Israeli President Isaac Herzog described Carter as a courageous leader who built “peace between Israel and Egypt, which decades later remains a bastion of stability across the Middle East and North Africa.” praised.
Egypt also gave a respectful, if slightly insensitive, assessment. “He will be remembered as one of the world’s most distinguished leaders for his service to humanity,” President Abdel-Fattah al-Sissi said in a statement.
Commentary in some Israeli media noted persistent anger over accusations of apartheid. Haaretz newspaper quoted Aron Pincus, who once served as Israel’s consul general in New York, as saying, “Jimmy Carter resents Israeli leaders for holding a mirror they don’t want to see.” The headline read, “It was.”
The outbreak of the current war in Gaza has accelerated a change in the vocabulary of international legal and human rights organizations.

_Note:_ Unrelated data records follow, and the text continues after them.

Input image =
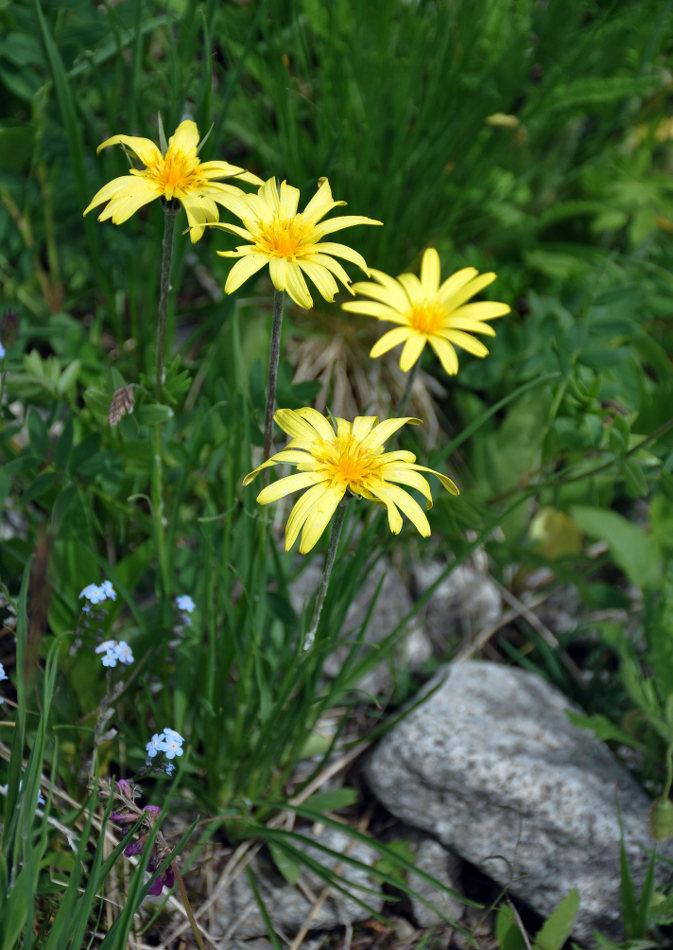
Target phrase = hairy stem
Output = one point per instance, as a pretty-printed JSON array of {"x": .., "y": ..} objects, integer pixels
[
  {"x": 335, "y": 534},
  {"x": 274, "y": 356}
]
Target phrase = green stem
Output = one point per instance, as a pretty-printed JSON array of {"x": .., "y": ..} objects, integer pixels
[
  {"x": 274, "y": 356},
  {"x": 171, "y": 209},
  {"x": 406, "y": 397},
  {"x": 157, "y": 495},
  {"x": 669, "y": 772},
  {"x": 187, "y": 905},
  {"x": 335, "y": 534}
]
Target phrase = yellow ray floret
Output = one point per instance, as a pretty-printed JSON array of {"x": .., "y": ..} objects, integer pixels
[
  {"x": 176, "y": 174},
  {"x": 290, "y": 241},
  {"x": 352, "y": 459},
  {"x": 428, "y": 311}
]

Earlier this year, Human Rights Watch called Israel’s treatment and “deprivation and subjugation” of nearly 5 million Palestinians in the occupied Palestinian territories of the West Bank and Gaza Strip “a deprivation so severe as to amount to a crime.” It was concluded that. Against the humanity of apartheid and persecution. ”
Miller, now a senior fellow at the Carnegie Endowment for International Peace, said Carter was appalled by the depth of resentment from many American Jews over his criticism of Israel, and that the altercation left a lasting scar. Ta.
Miller said, “While Carter cooperated with the Camp David Accords, he never got over his feelings of betrayal and abandonment by the Jewish community, to which he felt he had become a bogeyman.” I couldn’t do it,” he said.
Still, the former president stood by his decision.
“This is Jimmy Carter,” biographer Byrd said in an interview on PBS. “He was just relentless.”
Memorials to Carter are expected to fill much of next week in his home state of Georgia and the nation’s capital.
Former President George H.W. Bush, President-elect Barack Obama, President George W. Bush, former Presidents Clinton and Carter pose together in the Oval Office at the White House on January 7, 2009. This is the fifth time all five presidents have posed together. They appeared together.
(David Hume Kennerley/Getty Images)
The five living presidents who have succeeded him have all, in their own ways, admired him publicly, although their Middle East peace efforts have sometimes been successful, but have often failed. I showed my respect on the spot.
Mr. Carter’s body will lie in state in the Capitol Rotunda next Tuesday and Wednesday. A funeral service will be held at the National Cathedral the next day (President Biden has declared it a national day of mourning), followed by a private burial in his hometown of Plains, Georgia.
Perhaps the memorial will focus on the humble peanut farmer-turned-president, a tireless humanitarian and a hard-working but sometimes flawed man.
And about perhaps his most difficult role and most elusive prize winner: that of peacebuilder.
Mr. King and Mr. Wilkinson are both former Jerusalem bureau chiefs for the Los Angeles Times.